Hilary Us Autocorsets

Lingua Franca 2013-06-24

buy_you_a_castle_custom-765c61e188d526d6602c7369280579b59b9ba4f5-s6-c30It’s not often I have to hold my legs together to contain myself laughing at some language goof or other. Usually it’s just a know-it-all smile or a forced chuckle. But “The 30 Most Hilarious Autocorrect Struggles Ever” had me weeping with giggles. At the risk of ruining the humor by dissecting it, I’m going to speculate on why.

It’s not the occasionally sexual or scatological results of the autocorrections. (Most of those are not printable in this blog, so you’ll have to click the link.) When you grow up with a brother and then have two sons, you tire of potty humor pretty quickly. And like most of my female friends, I’m an eye-roller when it comes to jokes about sexual organs.
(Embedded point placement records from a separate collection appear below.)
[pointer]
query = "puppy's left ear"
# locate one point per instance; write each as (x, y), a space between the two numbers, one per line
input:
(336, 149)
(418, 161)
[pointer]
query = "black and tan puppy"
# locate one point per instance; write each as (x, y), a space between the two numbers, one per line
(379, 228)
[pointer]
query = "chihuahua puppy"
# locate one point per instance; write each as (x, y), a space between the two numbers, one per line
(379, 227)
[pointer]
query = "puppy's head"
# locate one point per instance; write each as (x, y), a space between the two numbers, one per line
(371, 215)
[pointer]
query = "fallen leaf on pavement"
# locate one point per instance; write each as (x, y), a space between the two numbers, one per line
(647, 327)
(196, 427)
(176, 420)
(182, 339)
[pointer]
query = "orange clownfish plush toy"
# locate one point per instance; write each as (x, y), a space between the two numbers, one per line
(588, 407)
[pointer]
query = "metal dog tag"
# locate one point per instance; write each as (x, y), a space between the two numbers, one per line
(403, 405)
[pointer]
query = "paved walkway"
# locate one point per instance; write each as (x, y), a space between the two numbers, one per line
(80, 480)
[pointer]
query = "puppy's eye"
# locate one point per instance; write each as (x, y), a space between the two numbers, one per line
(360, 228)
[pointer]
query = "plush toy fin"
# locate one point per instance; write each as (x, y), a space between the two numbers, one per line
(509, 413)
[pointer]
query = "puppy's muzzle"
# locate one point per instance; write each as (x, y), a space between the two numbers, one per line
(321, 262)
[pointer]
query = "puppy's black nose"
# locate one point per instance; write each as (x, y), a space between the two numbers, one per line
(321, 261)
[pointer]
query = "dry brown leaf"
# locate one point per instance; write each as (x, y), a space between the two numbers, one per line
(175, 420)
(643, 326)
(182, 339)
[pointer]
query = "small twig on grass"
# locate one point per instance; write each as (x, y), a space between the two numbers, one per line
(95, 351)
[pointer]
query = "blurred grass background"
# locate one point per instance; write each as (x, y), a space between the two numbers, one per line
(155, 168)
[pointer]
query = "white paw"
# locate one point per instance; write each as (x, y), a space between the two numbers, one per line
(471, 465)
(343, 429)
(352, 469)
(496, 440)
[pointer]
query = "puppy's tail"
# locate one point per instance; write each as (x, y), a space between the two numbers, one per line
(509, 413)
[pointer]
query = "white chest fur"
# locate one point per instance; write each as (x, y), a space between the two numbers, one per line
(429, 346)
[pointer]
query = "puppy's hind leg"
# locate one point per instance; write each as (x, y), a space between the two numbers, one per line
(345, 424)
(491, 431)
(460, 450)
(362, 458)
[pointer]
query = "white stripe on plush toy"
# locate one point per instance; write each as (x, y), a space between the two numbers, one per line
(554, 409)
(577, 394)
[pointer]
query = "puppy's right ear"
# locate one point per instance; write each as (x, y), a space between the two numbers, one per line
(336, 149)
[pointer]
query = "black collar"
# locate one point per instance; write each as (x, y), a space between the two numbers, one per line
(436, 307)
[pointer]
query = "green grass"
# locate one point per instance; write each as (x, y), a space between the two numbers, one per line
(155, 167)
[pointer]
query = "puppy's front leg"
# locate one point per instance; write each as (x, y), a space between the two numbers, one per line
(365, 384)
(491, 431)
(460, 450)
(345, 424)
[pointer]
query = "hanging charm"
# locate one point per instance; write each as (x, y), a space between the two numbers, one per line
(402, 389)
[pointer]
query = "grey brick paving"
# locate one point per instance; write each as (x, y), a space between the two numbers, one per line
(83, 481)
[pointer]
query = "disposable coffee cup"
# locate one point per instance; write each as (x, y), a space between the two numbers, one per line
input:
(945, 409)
For a while, I thought the humor resided in the effect of what’s known as coprolalia, the involuntary uttering of socially inappropriate words or phrases that we simplistically associate with Tourette syndrome. But I have never found anything amusing about Tourette, though coprolalia itself seems fascinating, suggesting as it does that the most demure among us harbor those verbal taboos in a place that the brain can access under certain conditions. Oddly enough, the Web site listing the hilarious autocorrections had a link to an experiment, “Surrender Your Say,” sponsored by the Tourette Syndrome Foundation of Canada, in which you allowed it to tweet “tics”—odd, random statements or expressions—on your behalf for 24 hours. Not being a big tweeter, I didn’t participate, but I did read a number of the tweets. None of them tickled my funny bone in the slightest. Like other neuropsychiatric disorders, Tourette strikes me as an affliction toward which laughter would be not only inappropriate but cruel. So that’s out.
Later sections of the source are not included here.